Here, then, step by step, is what happens during a complete session in my studio.
Step 1 — The welcome and initial conversation
The session doesn't begin on the table: it begins at the door. I usually take between five and ten minutes for this initial welcome. It is not just a formality. It is the moment when I confirm what we already discussed at the time of booking, I revisit your main goal, I note how you've been sleeping recently, and I check whether anything has changed since (skin sensitivity, treatment, recent procedure).
Any contraindications, I've already checked at the time of booking: I prefer to make sure nothing raises a question before you've even travelled to the studio. During the welcome, I simply confirm them, and I adapt the session if needed. If something new comes up at the last minute (recent inflammatory flare, undeclared procedure, fresh injections), I would rather postpone than go ahead, as a precaution in my studio. For pregnant clients, I adapt the protocol in line with advice from their midwife or doctor.
This conversation remains brief, but it shapes everything that follows.
Step 2 — Cleansing and preparing the skin
Once you're settled on the table, in a semi-reclined position, I begin by observing the skin's condition. Ideally, you arrive without makeup — this is what I prefer, since the skin is then more directly ready for the manual work, without adding a studio cleanse to the one you already do at home. If you arrive with light makeup or traces of the day (sunscreen, urban particles), I carry out a gentle, adapted cleansing first. Cleansing isn't systematic in my practice: it adjusts to what the skin presents on the day.
When a cleanse is needed, it is done in two stages. First an oily or milky product that dissolves traces of makeup and the day's surface oils, followed by a gentle cleanser that lifts residue and rebalances the skin. The aim isn't to strip the face, but to start from a clean, comfortable surface before sustained manual work. Around the eyes, the movements are deliberately careful: I avoid pressure on the mobile eyelid and never press on the eyeball — this area asks for precision rather than force.
Then comes preparation: a lotion adapted to your skin type, sometimes a light serum, which serves as a base for the manual work. The face is clean, lightly hydrated, and the massage can take place with just the right amount of slip and contact — no pulling, no excessive slipping. This preparation lasts around ten minutes — those minutes are part of the treatment, not a delay.
Step 3 — Reading the skin and shaping the treatment
It's the shortest step, but one of the most important. Once the skin is prepared, I take a few minutes to observe it closely. This initial assessment, in my practice, is not a judgement on your skin: it simply guides the manual work that follows. I palpate the areas of tension, observe the skin's quality under direct light, notice the spots that feel more congested and the places where tissues seem less mobile. This observation has nothing to do with a medical assessment — it shapes the hands-on work to come, not a therapeutic protocol.

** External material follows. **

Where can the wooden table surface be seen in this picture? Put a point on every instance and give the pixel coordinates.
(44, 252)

Based on this assessment, I adapt the session's flow. If the jaw is very tight, I know I'll spend more time there. If the area around the eyes is congested, I'll start with light drainage. If the forehead carries marked tension, I may start with that area. No two sessions are exactly alike — and that is precisely what distinguishes attentive manual care from a protocol applied in a mechanical way.
If you want to understand what this hands-on work can do in practice across each area of the face, I've detailed each region in the effects of Kobido, area by area.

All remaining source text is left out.